Journée de transhumance
- sebastien. girard

- 2 juin 2018
- 3 min de lecture
Senyati Safari camp, Kasane, Botswana le 3 nov 2016
C’est à regret que nous quittons les bords de l’Okavango, notre si bel emplacement de camping et ce camp des plus agréables. Mais je vous en reparlerai dans quelques jours de l’Okavango car notre itinéraire nous fera recroiser son cours. Nous partons, donc en roulant dans la bande de Caprivi d’ouest en est. La bande de Caprivi, c’est l’excroissance dont je vous parlais et dont est affublée la Namibie. Si vous regardez une carte vous verrez que c’était une voie d’accès que les Allemands s’étaient ménagés pour rejoindre le Zambèze et éventuellement étendre leur empire colonial jusqu’à la côte est de l’Afrique et Zanzibar. Mais les Anglais, par l’intermédiaire de l’ineffable Cecil J. Rhodes, ont colonisé la Rhodésie (actuel Zimbabwe) et ainsi freiné les velléités impérialistes des mangeurs de choucroute. Ça et la chouette petite guerre qui s’est jouée au début du 20ièeme siècle. Je vous l’ai dit, je suis pas prof d’histoire mais si je veux que vous compreniez faut bien que je vous mette en situation… J’en étais ou avec tout ça?? Ah oui, à traverser la bade de Caprivi engoncée entre l’Angola au nord et le Botswana au sud.

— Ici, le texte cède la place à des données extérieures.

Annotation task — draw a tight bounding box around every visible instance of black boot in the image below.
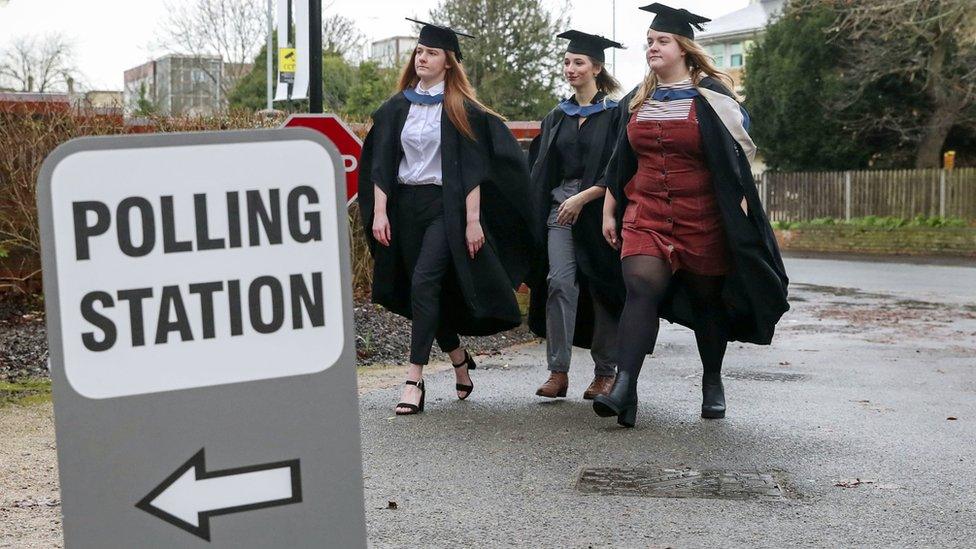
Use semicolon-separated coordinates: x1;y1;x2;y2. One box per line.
702;379;725;419
593;371;637;427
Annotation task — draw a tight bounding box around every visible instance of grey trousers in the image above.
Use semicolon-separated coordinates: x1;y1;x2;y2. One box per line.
546;180;617;375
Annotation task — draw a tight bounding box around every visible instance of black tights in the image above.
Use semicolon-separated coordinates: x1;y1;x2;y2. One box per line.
618;255;728;383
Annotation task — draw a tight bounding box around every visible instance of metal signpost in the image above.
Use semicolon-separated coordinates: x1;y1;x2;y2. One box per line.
38;128;365;549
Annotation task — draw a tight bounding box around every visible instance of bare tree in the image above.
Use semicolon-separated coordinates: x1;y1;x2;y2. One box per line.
832;0;976;168
322;12;366;61
156;0;267;97
0;33;79;93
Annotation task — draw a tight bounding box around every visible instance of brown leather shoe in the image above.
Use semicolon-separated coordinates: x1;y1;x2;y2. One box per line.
583;375;617;400
535;372;569;398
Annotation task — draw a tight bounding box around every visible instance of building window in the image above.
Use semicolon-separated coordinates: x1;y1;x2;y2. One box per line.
190;69;207;84
706;44;725;68
729;42;745;68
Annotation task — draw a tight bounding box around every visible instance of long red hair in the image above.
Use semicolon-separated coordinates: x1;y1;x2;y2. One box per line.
396;49;505;140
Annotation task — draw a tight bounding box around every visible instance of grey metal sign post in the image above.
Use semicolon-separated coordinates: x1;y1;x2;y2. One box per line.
38;128;366;549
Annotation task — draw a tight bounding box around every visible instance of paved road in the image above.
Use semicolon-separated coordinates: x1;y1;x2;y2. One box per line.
361;259;976;547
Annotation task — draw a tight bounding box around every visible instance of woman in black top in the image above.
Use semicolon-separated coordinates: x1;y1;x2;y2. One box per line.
529;30;623;399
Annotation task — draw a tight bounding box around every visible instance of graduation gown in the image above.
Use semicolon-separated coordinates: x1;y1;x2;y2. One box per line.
606;78;790;345
528;94;626;349
359;92;538;336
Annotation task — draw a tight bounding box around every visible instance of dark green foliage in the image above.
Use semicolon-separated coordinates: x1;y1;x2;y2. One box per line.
745;3;871;171
772;214;969;230
133;83;159;116
230;37;396;116
430;0;568;120
344;61;397;118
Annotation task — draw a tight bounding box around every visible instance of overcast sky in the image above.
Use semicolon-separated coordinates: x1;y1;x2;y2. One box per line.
0;0;749;90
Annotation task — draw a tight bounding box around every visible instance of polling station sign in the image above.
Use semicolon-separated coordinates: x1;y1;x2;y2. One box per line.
38;128;365;547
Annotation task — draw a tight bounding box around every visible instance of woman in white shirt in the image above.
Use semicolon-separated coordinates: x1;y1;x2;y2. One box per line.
359;21;537;415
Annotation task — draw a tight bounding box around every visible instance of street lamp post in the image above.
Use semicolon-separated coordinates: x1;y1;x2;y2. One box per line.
308;0;323;113
264;0;274;112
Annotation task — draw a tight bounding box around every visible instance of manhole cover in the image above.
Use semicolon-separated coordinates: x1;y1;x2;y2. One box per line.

Une merderie nous arrive ce matin, le fusible responsable de contrôler le courant depuis notre seconde batterie vers notre frigo a grillé et je ne trouve nulle part son pareil pour le remplacer. La chaleur monte dans le frigo et nous fait même craindre que nous devrons peut-être nous résigner à consommer l’apéro tiède cet après-midi. Que les ancêtres des bushmen nous en préservent.
Vers 13h30, nous arrivons à la frontière du Botswana et procédons rapido presto aux formalités d’entrée. Ils protègent jalousement leur population de bestiaux et nous font rouler avec le pick up dans une solution désinfectante, nous font dresser une liste des légumes que nous possédons et nous les font jeter avant de passer la ligne frontière enfin, ils nous font nous-même marcher dans la solution désinfectante comme si nous étions des pestiférés.

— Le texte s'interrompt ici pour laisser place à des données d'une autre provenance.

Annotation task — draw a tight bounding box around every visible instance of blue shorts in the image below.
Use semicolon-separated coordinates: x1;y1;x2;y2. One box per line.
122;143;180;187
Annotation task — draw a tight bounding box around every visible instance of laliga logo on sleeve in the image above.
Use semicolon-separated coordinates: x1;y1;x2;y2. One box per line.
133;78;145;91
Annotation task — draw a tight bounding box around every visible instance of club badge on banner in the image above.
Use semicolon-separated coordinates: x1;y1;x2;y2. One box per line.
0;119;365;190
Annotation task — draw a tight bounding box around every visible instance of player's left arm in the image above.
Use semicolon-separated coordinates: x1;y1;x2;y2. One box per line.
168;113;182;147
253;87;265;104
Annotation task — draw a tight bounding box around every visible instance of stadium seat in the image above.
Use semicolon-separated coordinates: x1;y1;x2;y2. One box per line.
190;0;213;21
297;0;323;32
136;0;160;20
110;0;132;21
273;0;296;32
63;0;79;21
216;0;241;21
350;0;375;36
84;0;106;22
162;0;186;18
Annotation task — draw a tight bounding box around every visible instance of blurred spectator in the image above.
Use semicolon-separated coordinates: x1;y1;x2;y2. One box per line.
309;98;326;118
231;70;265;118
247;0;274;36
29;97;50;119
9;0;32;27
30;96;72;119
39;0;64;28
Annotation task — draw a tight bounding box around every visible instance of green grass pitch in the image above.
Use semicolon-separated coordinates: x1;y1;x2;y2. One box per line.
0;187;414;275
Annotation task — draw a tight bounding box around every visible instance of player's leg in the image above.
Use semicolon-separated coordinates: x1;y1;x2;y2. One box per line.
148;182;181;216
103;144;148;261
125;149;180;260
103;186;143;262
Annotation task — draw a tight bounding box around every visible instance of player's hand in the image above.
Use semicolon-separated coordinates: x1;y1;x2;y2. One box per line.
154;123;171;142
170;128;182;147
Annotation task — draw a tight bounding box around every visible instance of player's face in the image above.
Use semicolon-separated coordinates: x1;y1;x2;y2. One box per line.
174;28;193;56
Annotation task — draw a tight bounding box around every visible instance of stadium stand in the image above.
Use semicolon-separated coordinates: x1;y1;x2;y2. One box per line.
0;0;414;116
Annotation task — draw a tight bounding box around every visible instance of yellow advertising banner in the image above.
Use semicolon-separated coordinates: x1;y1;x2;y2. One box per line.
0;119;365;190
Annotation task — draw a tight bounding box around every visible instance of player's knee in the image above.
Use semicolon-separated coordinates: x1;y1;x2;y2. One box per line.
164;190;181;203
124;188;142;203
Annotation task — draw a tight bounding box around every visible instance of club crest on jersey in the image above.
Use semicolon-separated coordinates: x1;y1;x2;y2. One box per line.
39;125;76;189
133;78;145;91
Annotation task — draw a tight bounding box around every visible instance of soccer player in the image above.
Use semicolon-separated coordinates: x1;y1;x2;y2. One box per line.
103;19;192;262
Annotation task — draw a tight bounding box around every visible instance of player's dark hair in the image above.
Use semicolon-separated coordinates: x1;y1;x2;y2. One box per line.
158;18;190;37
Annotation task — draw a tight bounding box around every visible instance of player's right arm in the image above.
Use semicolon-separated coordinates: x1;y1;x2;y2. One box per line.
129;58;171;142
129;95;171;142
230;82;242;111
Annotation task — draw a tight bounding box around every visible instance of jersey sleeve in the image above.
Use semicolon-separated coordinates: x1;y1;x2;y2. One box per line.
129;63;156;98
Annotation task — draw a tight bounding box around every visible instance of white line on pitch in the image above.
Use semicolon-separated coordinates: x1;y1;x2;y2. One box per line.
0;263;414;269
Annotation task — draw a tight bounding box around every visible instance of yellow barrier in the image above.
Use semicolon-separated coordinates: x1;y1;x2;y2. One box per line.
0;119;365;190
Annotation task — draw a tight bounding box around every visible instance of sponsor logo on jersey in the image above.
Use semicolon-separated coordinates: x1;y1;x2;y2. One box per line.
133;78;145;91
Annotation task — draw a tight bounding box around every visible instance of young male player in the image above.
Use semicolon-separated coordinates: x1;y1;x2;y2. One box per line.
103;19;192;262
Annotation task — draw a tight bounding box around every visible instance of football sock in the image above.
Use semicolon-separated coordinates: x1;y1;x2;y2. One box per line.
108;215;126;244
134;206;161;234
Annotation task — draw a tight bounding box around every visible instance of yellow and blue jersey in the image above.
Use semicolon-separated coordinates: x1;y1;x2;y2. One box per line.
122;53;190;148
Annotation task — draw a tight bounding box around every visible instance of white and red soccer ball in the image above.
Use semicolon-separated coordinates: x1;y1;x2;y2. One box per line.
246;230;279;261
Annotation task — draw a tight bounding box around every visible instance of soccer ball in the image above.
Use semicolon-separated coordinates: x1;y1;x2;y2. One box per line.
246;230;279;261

En entrant dans le pays, nous nous retrouvons sur la voie de transit vers la ville de Kasane la voie en question passe à même le parc de Chobe. A peine 400 mètre après notre arrivée, nous devons freiner pour laisser passer 4 girafes. Un kilomètre plus loin, nous nous rangeons sur le bord de la route pour observer ne Lionne qui digère, couchée à côté du cadavre de l’éléphanteau qu’elle s’est fait pour le dîner. Pour votre gouverne, carcasse de girafe ou d’éléphant, par 35 degrés, l’odeur est la même. Et encore des éléphants qui font du highway quelques kilomètres plus loin.
Arrivés à Kasane, J’achète un fusible de 40 amp. qui n’est pas du même modèle que celui qui a grillé et le patente pour qu’il prenne la place de l’autre. Opération réussie, on aura de la bière fraiche sous peu. Nous profitons de notre passage en ville pour regarnir frigo et glacière et nous éloignons de Kasane pour rejoindre le Senyati Safari Camp. Quel bel endroit et chacun des sites de camping est doté d’une cuisinette et d’une salle de bain complète. Du camping de luxe.

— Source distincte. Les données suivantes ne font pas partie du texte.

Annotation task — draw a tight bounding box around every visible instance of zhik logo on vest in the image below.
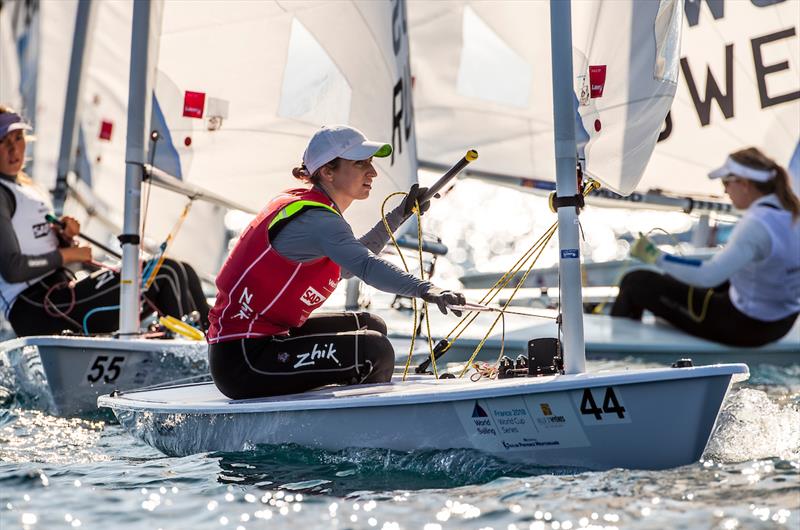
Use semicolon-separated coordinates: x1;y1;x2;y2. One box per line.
300;285;325;307
294;343;342;368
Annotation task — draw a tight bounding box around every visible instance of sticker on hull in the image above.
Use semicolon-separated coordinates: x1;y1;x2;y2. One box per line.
456;394;590;452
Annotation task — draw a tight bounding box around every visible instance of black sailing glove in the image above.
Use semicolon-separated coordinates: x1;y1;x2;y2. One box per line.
403;184;439;217
422;286;467;317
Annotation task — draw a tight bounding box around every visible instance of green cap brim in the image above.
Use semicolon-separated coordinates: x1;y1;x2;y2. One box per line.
372;144;392;158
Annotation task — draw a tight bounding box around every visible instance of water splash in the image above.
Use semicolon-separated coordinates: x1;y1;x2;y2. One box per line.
704;388;800;462
212;444;580;495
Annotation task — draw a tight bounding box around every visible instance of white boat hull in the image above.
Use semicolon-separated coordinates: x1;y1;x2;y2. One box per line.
98;365;748;469
0;336;208;416
390;313;800;366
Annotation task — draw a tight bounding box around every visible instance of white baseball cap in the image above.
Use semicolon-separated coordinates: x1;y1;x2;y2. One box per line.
708;157;778;182
303;125;392;175
0;112;33;139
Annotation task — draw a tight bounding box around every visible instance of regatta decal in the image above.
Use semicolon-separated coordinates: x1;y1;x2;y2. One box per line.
183;90;206;118
457;393;590;453
300;285;325;307
233;287;254;320
589;64;606;99
293;342;342;368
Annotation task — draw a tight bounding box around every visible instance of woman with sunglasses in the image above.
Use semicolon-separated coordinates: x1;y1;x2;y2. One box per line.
207;125;465;399
611;147;800;346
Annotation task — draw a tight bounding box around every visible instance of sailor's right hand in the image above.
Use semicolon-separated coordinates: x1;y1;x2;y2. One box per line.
58;246;92;265
631;234;661;265
422;286;467;317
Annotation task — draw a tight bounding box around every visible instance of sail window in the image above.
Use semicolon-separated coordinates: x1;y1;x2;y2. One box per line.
278;19;353;125
653;0;683;83
456;6;533;108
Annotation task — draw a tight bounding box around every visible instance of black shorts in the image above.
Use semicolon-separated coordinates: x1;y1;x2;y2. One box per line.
208;312;394;399
611;270;797;347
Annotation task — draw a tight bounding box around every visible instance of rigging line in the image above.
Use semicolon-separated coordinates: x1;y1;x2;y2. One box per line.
144;199;194;291
445;223;557;351
450;179;600;368
381;191;439;381
458;225;555;377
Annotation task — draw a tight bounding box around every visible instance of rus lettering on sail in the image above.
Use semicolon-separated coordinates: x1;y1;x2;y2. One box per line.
389;0;414;165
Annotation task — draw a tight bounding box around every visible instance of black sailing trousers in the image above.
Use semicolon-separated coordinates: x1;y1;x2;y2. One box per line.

Pendant que nous préparons notre souper, on lève les yeux et l’on voit passer, à 100 mètres de nous, une famille d’éléphants qui se dirige vers le point d’eau du camp. Il était 19h00 à ce moment. Il est maintenant 21h 20 et les éléphants n’ont pas cessé de défiler devant nous. Je fais une estimation conservatrice en disant qu’Il a dû en passer 120. Après le souper, pour être plus à notre aise, nous sommes venus nous installer au bar du camp qui surplombe le point d’eau. Je vous écris présentement et, levant le regard, j’aperçois une quarantaine de pachydermes pataugeurs. De quoi me faire oublier notre mésaventure d’hier!! Je vais devoir me mettre un temps limite car je soupçonne que ça va durer toute la nuit et demain, ça va tomber de haut!!! (comprenne qui peut!!)